AudioBatch Memory Usage:

  • Metadata storage scales linearly with batch size

  • Audio files loaded on-demand, not cached in memory

  • Large batches increase processing efficiency but consume more RAM

Conversion Overhead:

  • AudioBatch → DocumentBatch conversion is lightweight

  • Metadata copying has minimal performance impact

  • Batch size affects conversion performance

Processing Efficiency#

Sequential vs. Parallel Integration:

Sequential Processing: Audio to Text (lower memory, slower)

from nemo_curator.pipeline import Pipeline
from nemo_curator.stages.audio.inference.asr_nemo import InferenceAsrNemoStage
from nemo_curator.stages.audio.io.convert import AudioToDocumentStage
from nemo_curator.stages.text.modules.score_filter import ScoreFilter
from nemo_curator.filters import WordCountFilter  # Example filter

# Define a text quality filter
text_quality_filter = WordCountFilter(min_words=10)

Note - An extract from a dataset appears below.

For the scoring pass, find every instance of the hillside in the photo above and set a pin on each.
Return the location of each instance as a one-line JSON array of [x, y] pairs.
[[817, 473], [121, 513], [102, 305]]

# Process audio completely first
audio_pipeline = Pipeline(
    name="audio_processing",
    stages=[
        InferenceAsrNemoStage(model_name="stt_en_fastconformer_transducer_large"),
        AudioToDocumentStage()
    ]
)
audio_results = audio_pipeline.run(executor)

# Then process text
text_pipeline = Pipeline(
    name="text_processing", 
    stages=[
        ScoreFilter(filter_obj=text_quality_filter)
    ]
)
final_results = text_pipeline.run(executor, initial_tasks=audio_results)

Parallel Processing: Audio and Text (higher memory, faster)

# Run a single pipeline that includes both audio and text stages using an executor
from nemo_curator.pipeline import Pipeline

pipeline = Pipeline(name="audio_text", stages=[
    InferenceAsrNemoStage(model_name="stt_en_fastconformer_transducer_large"),
    GetPairwiseWerStage(),
    AudioToDocumentStage(),
    ScoreFilter(filter_obj=text_quality_filter)
])
results = pipeline.run()

Scaling Strategies#

Horizontal Scaling: Distribute across several workers

  • Partition audio files across workers

  • Independent processing with final aggregation

  • Load balancing based on audio duration

Vertical Scaling: Optimize single-machine performance

  • GPU acceleration for ASR inference

  • Batch size optimization for hardware

  • Memory management for large datasets

Design Principles#

Modularity#

Separation of Concerns: Audio and text processing remain independent

  • Audio stages focus on speech-specific operations

  • Text stages handle language processing

  • Integration stages manage cross-modal operations

Modular Architecture: Mix and match audio and text processing stages

  • Flexible pipeline construction

  • Reusable stage components

  • Configurable integration points

Extensibility#

Custom Integration Patterns: Support for domain-specific workflows

  • Custom conversion logic

  • Specialized quality metrics

  • Domain-specific filtering rules

Plugin Architecture: Easy addition of new integration methods

  • Custom stage implementations

  • External tool integration

  • Specialized format support